De acordo com o entendimento da Corte, o imposto deve ter como base de cálculo o valor da venda do imóvel e não o valor de avaliação dado pela Prefeitura. A base do prefeito Bruno Reis (União) entende que a proposta gera perda de arrecadação para o município e deve se opor ao projeto.
 
No entanto, o presidente da Câmara de Vereadores de Salvador, Geraldo Jr. (MDB) acredita que a proposta não deve enfrentar resistência da base governista (veja aqui). “Esse é um projeto de extrema importância, têm um efeito verticalizado, o professor Edvaldo Brito (PSD), com o cuidado que têm, apresentou esse projeto, aprovado na CCJ e na comissão de orçamento.
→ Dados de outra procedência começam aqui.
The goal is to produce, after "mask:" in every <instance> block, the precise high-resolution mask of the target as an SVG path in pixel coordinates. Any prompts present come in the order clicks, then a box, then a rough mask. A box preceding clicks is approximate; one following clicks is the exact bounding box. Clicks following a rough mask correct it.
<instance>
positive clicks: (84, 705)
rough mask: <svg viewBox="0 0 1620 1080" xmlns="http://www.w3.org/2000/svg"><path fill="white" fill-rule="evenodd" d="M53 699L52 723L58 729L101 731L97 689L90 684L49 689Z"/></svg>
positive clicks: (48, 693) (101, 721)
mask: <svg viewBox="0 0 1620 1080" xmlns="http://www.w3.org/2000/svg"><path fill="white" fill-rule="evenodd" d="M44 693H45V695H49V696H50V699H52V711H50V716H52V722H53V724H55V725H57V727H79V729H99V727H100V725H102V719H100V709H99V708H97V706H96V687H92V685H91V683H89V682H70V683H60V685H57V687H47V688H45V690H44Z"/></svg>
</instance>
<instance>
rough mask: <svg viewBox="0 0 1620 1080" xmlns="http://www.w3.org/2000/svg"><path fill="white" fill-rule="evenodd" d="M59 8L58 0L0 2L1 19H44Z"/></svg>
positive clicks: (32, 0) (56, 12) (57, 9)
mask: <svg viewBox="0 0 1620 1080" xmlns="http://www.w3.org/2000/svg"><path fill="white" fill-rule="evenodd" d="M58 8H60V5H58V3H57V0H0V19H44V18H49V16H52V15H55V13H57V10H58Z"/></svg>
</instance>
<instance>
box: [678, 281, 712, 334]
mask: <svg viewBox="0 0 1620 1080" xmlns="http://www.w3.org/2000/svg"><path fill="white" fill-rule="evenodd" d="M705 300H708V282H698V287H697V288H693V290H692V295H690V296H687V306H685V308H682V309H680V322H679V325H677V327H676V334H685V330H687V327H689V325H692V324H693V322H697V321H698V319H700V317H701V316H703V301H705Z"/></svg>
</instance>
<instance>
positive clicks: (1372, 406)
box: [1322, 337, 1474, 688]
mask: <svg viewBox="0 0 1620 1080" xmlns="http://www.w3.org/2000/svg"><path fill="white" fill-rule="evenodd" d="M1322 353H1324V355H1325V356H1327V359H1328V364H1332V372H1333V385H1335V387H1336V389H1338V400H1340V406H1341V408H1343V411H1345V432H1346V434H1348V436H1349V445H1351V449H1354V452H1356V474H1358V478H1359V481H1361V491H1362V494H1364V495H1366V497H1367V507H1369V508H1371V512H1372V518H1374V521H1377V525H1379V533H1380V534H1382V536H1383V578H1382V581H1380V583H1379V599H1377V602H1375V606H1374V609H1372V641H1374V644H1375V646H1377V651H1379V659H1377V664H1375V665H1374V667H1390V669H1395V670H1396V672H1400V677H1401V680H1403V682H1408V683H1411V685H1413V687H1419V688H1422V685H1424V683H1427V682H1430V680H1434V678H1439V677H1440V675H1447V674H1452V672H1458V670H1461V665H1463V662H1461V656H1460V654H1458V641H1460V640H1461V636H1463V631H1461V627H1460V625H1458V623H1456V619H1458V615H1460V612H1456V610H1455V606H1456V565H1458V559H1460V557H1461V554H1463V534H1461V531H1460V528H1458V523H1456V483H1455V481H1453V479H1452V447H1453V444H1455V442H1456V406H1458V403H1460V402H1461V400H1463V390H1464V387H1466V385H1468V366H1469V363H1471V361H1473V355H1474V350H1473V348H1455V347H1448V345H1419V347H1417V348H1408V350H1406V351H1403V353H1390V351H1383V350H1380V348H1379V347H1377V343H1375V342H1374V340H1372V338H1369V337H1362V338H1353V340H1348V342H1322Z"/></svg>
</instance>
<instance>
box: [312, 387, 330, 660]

Tenho certeza que a base do governo não irá se opor, iremos colocar para a apreciação”, disse Geraldo ao BN.
 
O projeto conta com o apoio de importantes instituições. A Comissão de Direito Tributário da Ordem dos Advogados do Brasil, seção da Bahia (OAB-BA), corroborou com o texto do vereador e ressaltou a necessidade de que a prefeitura readeque sua legislação (leia aqui).
 
A diretoria do Associação de Dirigentes de Empresas do Mercado Imobiliário da Bahia (Ademi-BA) julgou a possível mudança como “um grande avanço”, uma vez que o Código Tributário do Município passa a considerar a decisão pelo Supremo Tribunal de Justiça e beneficia principalmente o contribuinte (clique aqui).